Sans doute, la Cour de cassation n'était-elle pas appelée à se prononcer sur cette question dans l'arrêt sous examen. Cela étant, on peut supputer, à la lecture de celui-ci, qu'elle n'abandonnera pas la jurisprudence précitée, sans doute par souci de protection du salarié.

Gilles Auzero
Professeur à l'Université Montesquieu-Bordeaux IV


(1) Pour être tout à fait précis, il convient de souligner que la jurisprudence était en ce sens depuis un arrêt du 12 décembre 1990 (Cass. soc., 12 décembre 1990, n° 87-43.988, Société Fermière des Etablissements Tilly c/ M Héliés, publié N° Lexbase : A2088ABX). L'arrêt du 30 avril 1997 ne faisait donc que reprendre cette solution, mais en mettant en oeuvre la distinction établie par la Chambre sociale en 1996 entre modification du contrat de travail et changement des conditions de travail.
(2) Il importe, à ce propos, de rappeler que "l'acceptation par un salarié protégé d'une modification du contrat de travail ou d'un changement de ses conditions de travail ne peut résulter ni de l'absence de protestation de celui-ci, ni de la poursuite par l'intéressé de son contrat de travail" (Cass. soc., 13 janvier 1999, n° 97-41.519, M. Robert Vallar c/ Société Cophoc, société anonyme, inédit N° Lexbase : A3096AGR)

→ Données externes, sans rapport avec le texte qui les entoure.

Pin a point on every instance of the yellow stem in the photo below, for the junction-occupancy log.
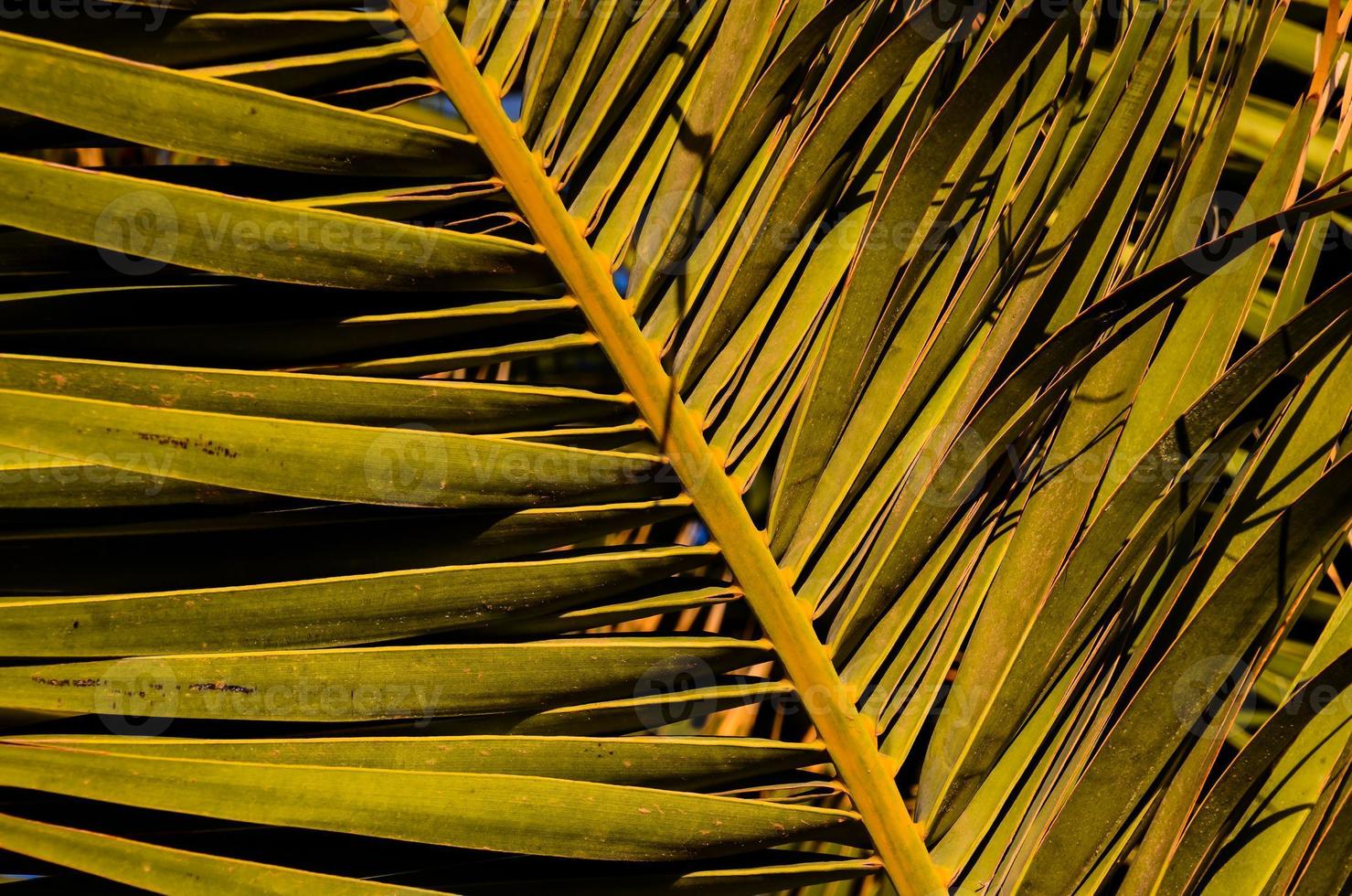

(3) Il en va a fortiori de même dans l'hypothèse d'une modification du contrat de travail.
(4) A l'opposé, le refus d'une modification de son contrat de travail par le salarié n'est pas fautif (CE, 27 juin 1997, n° 163522, M. Valadou N° Lexbase : A0308AE7). V., toutefois, dans l'hypothèse où la modification du contrat réside dans une sanction disciplinaire justifiée : CE, 6 mai 1996, n° 147250, M. Perrotey (N° Lexbase : A9040AN7).
(5) "Attendu cependant que lorsqu'un salarié titulaire d'un mandat électif ou de représentation prend acte de la rupture de son contrat de travail en raison de faits qu'il reproche à son employeur, cette rupture produit soit les effets d'un licenciement nul pour violation du statut protecteur lorsque les faits invoqués par le salarié la justifiaient, soit, dans le cas contraire, les effets d'une démission".